Funny to think back at that and to realise that I was perfectly preparing myself for a professional role on yachts!

Nowadays, one of my favourite things to do is getting to know new people. This comes in very handy when recruiting new Invisible Crew members. Genuinely caring to get to know people, apparently sets the tone right for a long term and successful placement within the Invisible Crew team.

Today I received a reply to the interview questions we had sent off to a Deckhand. The email started with the words: “I must say I am enjoying this process. It is very informative and much more personal. A lot better than most recruitment experiences.”

(read more below the picture)

I’m excited that our interviewees feel that way. It’s important that they know, right off the bat, that we pay attention to who they are. That we are available to discuss personal thoughts as well as professional. After all, crewing 50-100ft Pocket Superyachts is a personal – professional matter. You live together with your fellow crew, and spend long periods together with the owners and guests. You don’t get to go home at 5. So if we don’t know how you are doing personally we can’t anticipate your next move on a professional level either. Our goal is to provide Worry Free Ownership to our clients and the crew’s wellbeing is a key element in achieving that objective. Crew retention is increased by caring. It’s as simple as that. And honestly, I feel this is what Invisible Crew does best.

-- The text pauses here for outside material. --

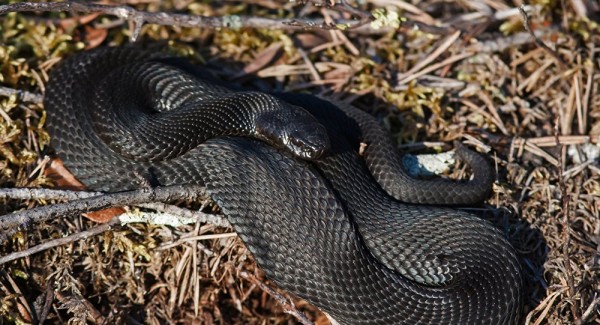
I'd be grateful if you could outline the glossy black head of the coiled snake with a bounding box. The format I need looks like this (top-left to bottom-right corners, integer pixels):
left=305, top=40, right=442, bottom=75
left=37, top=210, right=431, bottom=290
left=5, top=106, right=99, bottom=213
left=256, top=103, right=330, bottom=160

From a business point it has proven worth our while to apply this approach to the quality jobseekers that apply with us. The captain for whom we are recruiting a deckhand this week was interviewed by us about two years ago. Somehow we didn’t get to work together that time. A year later however, he contacted me to let me know he had convinced the owner -he started working for in the mean time- that their program required Invisible Crew’s support.

We will do what we can to safeguard our intensively caring reputation!